Blackouts plague flood zone

Photo by: KEM SOVANNARA
A Russey Keo resident climbs into a boat to get to work. The area has been plagued by severe flooding since September.

The Phnom Penh Post

Written by Khouth Sophak Chakrya
Friday, 07 November 2008

Residents of Phnom Penh's Russey Keo district have been under water since September, and now daily power cuts are proving the last straw for many

PHNOM Penh's Russey Keo district has been severely flooded since September and is now stricken with daily blackouts that are causing traffic chaos on the capital's major ring road and driving beleaguered local residents to despair.

Some 500 families living in the flood-plagued area have lodged a formal complaint to local authorities saying they are unfairly penalised by the capital's rolling blackouts.

Pich Pin, 67, a villager from Lou village, in the district's Svay Pak commune, said electricity in his village is cut off each day for two hours starting at 5:30pm.

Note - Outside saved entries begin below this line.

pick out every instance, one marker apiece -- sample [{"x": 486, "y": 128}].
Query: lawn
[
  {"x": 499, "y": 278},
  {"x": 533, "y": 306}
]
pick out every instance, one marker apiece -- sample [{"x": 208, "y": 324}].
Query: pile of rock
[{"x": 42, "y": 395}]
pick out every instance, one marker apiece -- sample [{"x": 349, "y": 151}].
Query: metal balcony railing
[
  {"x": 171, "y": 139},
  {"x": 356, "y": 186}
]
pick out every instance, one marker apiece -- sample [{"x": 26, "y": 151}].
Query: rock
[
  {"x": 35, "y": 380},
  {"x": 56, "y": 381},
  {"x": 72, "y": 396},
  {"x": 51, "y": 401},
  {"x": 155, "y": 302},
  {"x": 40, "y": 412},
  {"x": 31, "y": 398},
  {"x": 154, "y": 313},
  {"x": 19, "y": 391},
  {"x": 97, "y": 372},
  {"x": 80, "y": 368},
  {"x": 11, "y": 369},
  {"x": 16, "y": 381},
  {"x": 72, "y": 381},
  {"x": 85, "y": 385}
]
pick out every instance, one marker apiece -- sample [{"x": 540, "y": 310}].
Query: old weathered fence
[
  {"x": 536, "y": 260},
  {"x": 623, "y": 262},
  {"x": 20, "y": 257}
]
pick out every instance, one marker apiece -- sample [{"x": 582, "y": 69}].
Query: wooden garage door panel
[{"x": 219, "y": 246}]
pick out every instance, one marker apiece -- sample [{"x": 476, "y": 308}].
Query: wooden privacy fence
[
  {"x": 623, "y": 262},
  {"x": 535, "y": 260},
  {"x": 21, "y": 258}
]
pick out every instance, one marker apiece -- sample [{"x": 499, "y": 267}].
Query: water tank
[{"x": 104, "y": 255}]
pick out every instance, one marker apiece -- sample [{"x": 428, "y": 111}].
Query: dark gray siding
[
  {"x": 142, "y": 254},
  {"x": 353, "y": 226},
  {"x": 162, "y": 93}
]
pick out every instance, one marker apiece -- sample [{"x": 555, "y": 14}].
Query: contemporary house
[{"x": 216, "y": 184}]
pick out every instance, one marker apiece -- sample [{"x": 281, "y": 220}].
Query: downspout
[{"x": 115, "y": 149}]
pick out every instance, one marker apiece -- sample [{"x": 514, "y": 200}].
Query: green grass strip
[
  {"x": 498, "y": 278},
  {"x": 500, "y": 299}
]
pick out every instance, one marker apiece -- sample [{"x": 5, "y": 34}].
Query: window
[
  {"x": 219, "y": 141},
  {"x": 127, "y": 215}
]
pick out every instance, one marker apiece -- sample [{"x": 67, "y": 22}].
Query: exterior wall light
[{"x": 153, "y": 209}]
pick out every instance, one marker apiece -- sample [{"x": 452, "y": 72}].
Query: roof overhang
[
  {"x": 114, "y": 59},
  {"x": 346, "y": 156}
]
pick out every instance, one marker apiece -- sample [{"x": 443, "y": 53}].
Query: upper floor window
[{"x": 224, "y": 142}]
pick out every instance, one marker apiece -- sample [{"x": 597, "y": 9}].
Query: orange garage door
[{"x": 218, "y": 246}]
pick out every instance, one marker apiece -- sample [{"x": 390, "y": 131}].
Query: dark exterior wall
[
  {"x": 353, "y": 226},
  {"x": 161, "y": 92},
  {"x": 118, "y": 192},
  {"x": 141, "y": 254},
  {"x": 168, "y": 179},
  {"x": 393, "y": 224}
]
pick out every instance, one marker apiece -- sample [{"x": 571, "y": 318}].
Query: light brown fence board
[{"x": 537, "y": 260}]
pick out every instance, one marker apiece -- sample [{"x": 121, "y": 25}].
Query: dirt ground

But the peak-time electricity cuts in Russey Keo are upsetting more than local residents - the capital's major ring road runs through the area and power cuts mean traffic lights are out of operation, causing the roads to become nearly unmanageable.

"Electricity shortages in Phnom Penh are causing major traffic jams," Tin Prasoeur, chief of the Phnom Penh traffic police, told the Post on Thursday.

"We get a very bad headache when lamp posts and traffic lights on the major roads in this city are cut off as a result of no electricity," he said.

An Electricite du Cambodge official, who declined to be named, told the Post Thursday that the current capacity for power production in Phnom Penh is 190 megawatts, while demand is running at around 230 megawatts.

The power company manages this problem by cutting off the electricity in some areas on the outskirts of the city for one or two hours a day, he said.

" I worry about snakes, centipedes and black scorpions stinging me. "

"We cannot cut off the electricity in the centre of Phnom Penh because it is central to the economy of Cambodia," he said.

"In the first quarter of 2009 we anticipate an end to the electricity shortage because we have ordered from Vietnam about 200 megawatts of power," he added.

Life goes on

But in the interim, the lives of those in the blocks slated for blackouts - such as the Russey Keo area - are miserable.

"I'm worried about snakes, centipedes and black scorpions stinging me when I ride in an inner tube home from school," said Ngin Rathana, 19, a student at the Chea Sim Cham Reoun Rath High School in Russey Keo district, which closed two months ago due to the severity of flooding.

"But now we decided to stay home until the floodwaters fall because there is no electricity in the evening," Ngin Rathana said.

Some villagers, such as Seng Rithy, 35, from Boeng Chhouk village, in Kilometre No 6 commune, believe local authorities have conspired with power company officials to cut off the electricity as a warning to people in the area not to criticise the city's development plan.

The filling-in of nearby holding ponds for building projects has been blamed for causing the floods.

"I think that they cut off the electricity in our area ... because they want to punish us for complaining about the development plans that have, we believe, caused the flooding," Seng Rithy said.